Authentic Merengue is one of the simplest Latin dances to learn. The beat is clear and the rhythm constant. Merengue’s beauty is in its simple and ingenuous composition. Extravagant Cuban hip action is unnecessary (unlike other popular ballroom Latin dancers)
when dancing the Merengue. As with Bachata, (the other popular Dominican dance) the emphasis is on simplicity in step
patterns rather than drama and style. Turns are not done in abundance, and when they are used, Merengue’s turns are casual walking steps rather than the spin turns seen in Salsa. Interestingly, the unhurried steps of Merengue allow dancers to perform more difficult pretzel-like patterns that would require much more training in a dance like Salsa or Swing.
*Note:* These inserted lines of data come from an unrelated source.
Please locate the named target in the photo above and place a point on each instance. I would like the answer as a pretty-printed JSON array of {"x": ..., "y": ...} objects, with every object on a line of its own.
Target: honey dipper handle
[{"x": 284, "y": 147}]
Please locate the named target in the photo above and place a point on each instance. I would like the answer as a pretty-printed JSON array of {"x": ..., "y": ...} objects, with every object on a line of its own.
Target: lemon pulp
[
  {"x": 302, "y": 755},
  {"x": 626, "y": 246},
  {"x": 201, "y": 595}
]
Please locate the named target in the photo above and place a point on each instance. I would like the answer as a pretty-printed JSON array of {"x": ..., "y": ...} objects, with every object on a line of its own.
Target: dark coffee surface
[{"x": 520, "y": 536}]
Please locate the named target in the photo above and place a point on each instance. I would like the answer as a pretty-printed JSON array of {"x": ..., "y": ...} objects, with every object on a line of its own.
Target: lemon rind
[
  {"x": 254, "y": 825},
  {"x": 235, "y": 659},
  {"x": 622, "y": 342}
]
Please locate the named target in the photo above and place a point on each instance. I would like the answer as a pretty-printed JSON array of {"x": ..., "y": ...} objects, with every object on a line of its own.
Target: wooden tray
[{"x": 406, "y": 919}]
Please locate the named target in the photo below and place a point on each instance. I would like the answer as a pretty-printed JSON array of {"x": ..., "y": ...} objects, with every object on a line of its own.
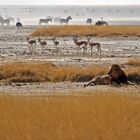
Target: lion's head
[{"x": 117, "y": 74}]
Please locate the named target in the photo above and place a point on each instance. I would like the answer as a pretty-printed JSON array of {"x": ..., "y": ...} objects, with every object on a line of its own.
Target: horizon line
[{"x": 70, "y": 5}]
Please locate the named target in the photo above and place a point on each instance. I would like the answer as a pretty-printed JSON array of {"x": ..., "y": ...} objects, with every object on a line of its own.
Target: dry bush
[
  {"x": 134, "y": 62},
  {"x": 133, "y": 74},
  {"x": 81, "y": 30},
  {"x": 102, "y": 117},
  {"x": 24, "y": 72},
  {"x": 47, "y": 72}
]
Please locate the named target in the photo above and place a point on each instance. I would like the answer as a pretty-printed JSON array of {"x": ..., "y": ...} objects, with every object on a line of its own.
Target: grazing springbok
[
  {"x": 46, "y": 21},
  {"x": 4, "y": 21},
  {"x": 56, "y": 43},
  {"x": 19, "y": 26},
  {"x": 89, "y": 21},
  {"x": 80, "y": 44},
  {"x": 92, "y": 44},
  {"x": 42, "y": 43},
  {"x": 32, "y": 45},
  {"x": 66, "y": 21}
]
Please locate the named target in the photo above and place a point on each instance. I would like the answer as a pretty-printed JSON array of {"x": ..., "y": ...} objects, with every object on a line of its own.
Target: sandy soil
[{"x": 14, "y": 48}]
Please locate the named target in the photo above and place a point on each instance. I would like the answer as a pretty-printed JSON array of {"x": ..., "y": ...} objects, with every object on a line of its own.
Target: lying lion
[
  {"x": 100, "y": 80},
  {"x": 115, "y": 76}
]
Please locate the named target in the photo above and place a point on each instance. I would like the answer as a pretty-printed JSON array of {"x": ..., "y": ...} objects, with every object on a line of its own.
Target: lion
[
  {"x": 117, "y": 74},
  {"x": 100, "y": 80}
]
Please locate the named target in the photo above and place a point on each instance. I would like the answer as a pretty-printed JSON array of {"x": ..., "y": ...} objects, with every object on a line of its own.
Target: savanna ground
[{"x": 54, "y": 104}]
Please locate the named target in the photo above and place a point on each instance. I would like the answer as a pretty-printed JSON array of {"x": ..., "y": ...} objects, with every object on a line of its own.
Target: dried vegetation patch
[
  {"x": 81, "y": 30},
  {"x": 108, "y": 117},
  {"x": 47, "y": 72}
]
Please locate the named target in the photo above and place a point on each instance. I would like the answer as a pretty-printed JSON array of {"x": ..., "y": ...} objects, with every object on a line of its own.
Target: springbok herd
[{"x": 81, "y": 45}]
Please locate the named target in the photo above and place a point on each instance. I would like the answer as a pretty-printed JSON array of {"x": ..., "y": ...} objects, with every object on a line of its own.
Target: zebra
[
  {"x": 47, "y": 20},
  {"x": 89, "y": 21},
  {"x": 99, "y": 23},
  {"x": 4, "y": 21},
  {"x": 65, "y": 20},
  {"x": 19, "y": 26}
]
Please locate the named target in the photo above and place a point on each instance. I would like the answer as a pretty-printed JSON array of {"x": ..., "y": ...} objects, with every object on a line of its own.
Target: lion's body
[
  {"x": 100, "y": 80},
  {"x": 117, "y": 74}
]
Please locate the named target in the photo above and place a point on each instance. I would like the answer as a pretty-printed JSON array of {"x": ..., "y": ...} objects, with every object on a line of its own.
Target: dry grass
[
  {"x": 71, "y": 30},
  {"x": 110, "y": 117},
  {"x": 134, "y": 62},
  {"x": 47, "y": 72},
  {"x": 22, "y": 72}
]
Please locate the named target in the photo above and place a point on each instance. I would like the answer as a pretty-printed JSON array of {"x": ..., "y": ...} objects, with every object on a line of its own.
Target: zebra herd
[
  {"x": 47, "y": 20},
  {"x": 67, "y": 19},
  {"x": 56, "y": 20},
  {"x": 81, "y": 45}
]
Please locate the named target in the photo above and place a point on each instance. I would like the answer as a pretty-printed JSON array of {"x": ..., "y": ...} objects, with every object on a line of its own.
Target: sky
[{"x": 70, "y": 2}]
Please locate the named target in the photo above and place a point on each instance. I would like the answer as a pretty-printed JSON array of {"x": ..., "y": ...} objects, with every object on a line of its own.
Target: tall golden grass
[
  {"x": 47, "y": 72},
  {"x": 25, "y": 72},
  {"x": 134, "y": 62},
  {"x": 70, "y": 30},
  {"x": 110, "y": 117}
]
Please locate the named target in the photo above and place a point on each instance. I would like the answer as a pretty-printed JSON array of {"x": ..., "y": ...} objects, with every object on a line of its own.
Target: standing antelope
[
  {"x": 32, "y": 44},
  {"x": 92, "y": 44},
  {"x": 42, "y": 43},
  {"x": 56, "y": 43},
  {"x": 79, "y": 44}
]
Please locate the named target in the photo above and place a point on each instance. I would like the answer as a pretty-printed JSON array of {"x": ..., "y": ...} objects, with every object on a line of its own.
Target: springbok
[
  {"x": 79, "y": 44},
  {"x": 92, "y": 44},
  {"x": 47, "y": 20},
  {"x": 42, "y": 43},
  {"x": 63, "y": 20},
  {"x": 32, "y": 44}
]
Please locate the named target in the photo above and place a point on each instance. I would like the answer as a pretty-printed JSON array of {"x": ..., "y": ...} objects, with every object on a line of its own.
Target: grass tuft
[{"x": 47, "y": 72}]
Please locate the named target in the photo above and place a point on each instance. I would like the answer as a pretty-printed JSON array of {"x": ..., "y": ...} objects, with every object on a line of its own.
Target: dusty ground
[{"x": 14, "y": 47}]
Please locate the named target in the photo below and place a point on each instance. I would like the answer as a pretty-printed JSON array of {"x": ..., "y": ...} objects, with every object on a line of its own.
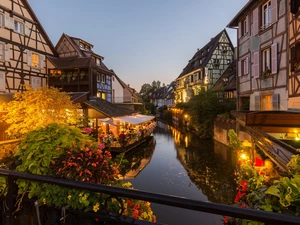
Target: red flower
[
  {"x": 225, "y": 219},
  {"x": 258, "y": 162}
]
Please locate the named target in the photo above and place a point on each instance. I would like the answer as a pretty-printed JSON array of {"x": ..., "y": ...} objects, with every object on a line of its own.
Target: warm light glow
[{"x": 243, "y": 156}]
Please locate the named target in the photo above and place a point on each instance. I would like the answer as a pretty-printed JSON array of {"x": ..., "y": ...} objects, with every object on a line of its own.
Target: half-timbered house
[
  {"x": 205, "y": 67},
  {"x": 24, "y": 45},
  {"x": 294, "y": 56},
  {"x": 262, "y": 55},
  {"x": 78, "y": 69}
]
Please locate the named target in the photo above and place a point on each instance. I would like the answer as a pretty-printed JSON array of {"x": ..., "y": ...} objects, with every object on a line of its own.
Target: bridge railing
[{"x": 9, "y": 217}]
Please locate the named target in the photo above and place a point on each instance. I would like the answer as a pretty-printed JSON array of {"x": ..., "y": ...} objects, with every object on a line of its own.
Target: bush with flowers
[
  {"x": 262, "y": 189},
  {"x": 61, "y": 151}
]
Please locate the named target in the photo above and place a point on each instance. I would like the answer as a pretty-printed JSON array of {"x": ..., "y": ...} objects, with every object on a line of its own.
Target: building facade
[
  {"x": 24, "y": 46},
  {"x": 78, "y": 69},
  {"x": 262, "y": 56},
  {"x": 205, "y": 67}
]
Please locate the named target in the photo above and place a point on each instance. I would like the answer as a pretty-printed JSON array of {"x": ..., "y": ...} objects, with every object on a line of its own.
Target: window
[
  {"x": 2, "y": 57},
  {"x": 266, "y": 15},
  {"x": 98, "y": 61},
  {"x": 295, "y": 57},
  {"x": 98, "y": 77},
  {"x": 266, "y": 60},
  {"x": 101, "y": 95},
  {"x": 35, "y": 60},
  {"x": 19, "y": 27},
  {"x": 1, "y": 20}
]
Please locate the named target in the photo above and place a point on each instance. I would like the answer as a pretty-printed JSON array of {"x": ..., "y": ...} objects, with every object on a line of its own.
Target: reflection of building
[
  {"x": 205, "y": 67},
  {"x": 205, "y": 168}
]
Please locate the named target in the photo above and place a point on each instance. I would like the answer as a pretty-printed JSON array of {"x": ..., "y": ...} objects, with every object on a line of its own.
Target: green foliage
[
  {"x": 234, "y": 141},
  {"x": 37, "y": 108},
  {"x": 39, "y": 147}
]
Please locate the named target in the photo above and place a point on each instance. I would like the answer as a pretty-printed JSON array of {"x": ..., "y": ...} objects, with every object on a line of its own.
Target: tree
[{"x": 37, "y": 108}]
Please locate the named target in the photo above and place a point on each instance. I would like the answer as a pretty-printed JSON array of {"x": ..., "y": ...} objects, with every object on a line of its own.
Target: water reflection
[{"x": 184, "y": 165}]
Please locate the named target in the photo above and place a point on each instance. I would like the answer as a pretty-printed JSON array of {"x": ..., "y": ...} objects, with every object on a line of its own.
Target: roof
[
  {"x": 230, "y": 75},
  {"x": 204, "y": 54},
  {"x": 39, "y": 25},
  {"x": 107, "y": 108},
  {"x": 235, "y": 21}
]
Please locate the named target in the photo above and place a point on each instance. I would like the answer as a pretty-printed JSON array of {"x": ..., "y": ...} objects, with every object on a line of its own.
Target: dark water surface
[{"x": 180, "y": 164}]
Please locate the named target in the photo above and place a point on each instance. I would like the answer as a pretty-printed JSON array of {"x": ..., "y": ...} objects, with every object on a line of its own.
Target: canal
[{"x": 180, "y": 164}]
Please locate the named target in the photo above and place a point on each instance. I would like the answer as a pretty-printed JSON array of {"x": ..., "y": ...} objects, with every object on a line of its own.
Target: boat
[{"x": 122, "y": 134}]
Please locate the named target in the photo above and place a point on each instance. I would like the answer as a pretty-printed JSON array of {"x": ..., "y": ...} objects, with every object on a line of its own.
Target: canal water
[{"x": 180, "y": 164}]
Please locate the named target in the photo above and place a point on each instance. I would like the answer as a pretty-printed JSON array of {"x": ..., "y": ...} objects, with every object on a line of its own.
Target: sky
[{"x": 141, "y": 40}]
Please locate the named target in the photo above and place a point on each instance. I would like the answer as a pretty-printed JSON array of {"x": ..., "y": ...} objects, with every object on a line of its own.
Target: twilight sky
[{"x": 141, "y": 40}]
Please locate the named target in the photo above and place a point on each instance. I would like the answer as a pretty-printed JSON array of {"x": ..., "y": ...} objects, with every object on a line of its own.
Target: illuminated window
[
  {"x": 2, "y": 52},
  {"x": 98, "y": 77},
  {"x": 1, "y": 20},
  {"x": 98, "y": 62},
  {"x": 101, "y": 95},
  {"x": 266, "y": 60},
  {"x": 35, "y": 60},
  {"x": 266, "y": 14},
  {"x": 19, "y": 27},
  {"x": 103, "y": 78}
]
Folklore and Legends surround the origins of this dance, which is sometimes referred to as the national dance of the Dominican Republic. The basic dance step appears as if one has a limp, or has a stiff leg that is being dragged to meet the other. While there are many interpretations of how the dance started, these two versions are the most common: One is that the dance began with slaves whose feet were chained and they were forced to drag one leg as they cut sugar cane to the beat of drums. The other is of a war hero who suffered from a leg wound, and when he was welcomed home with a victory celebration, everyone danced with a limp to honor him, as this was the only way he could dance.

The emphasis in Merengue is to go with the rhythm and mood of the music, the partnership, improvisation, and feel of the occasion, instead of focusing on flair and conventional patterns.

The Merengue is generally danced in a closed hold and the rhythm is 4/4 time – with Merengue you move with every beat.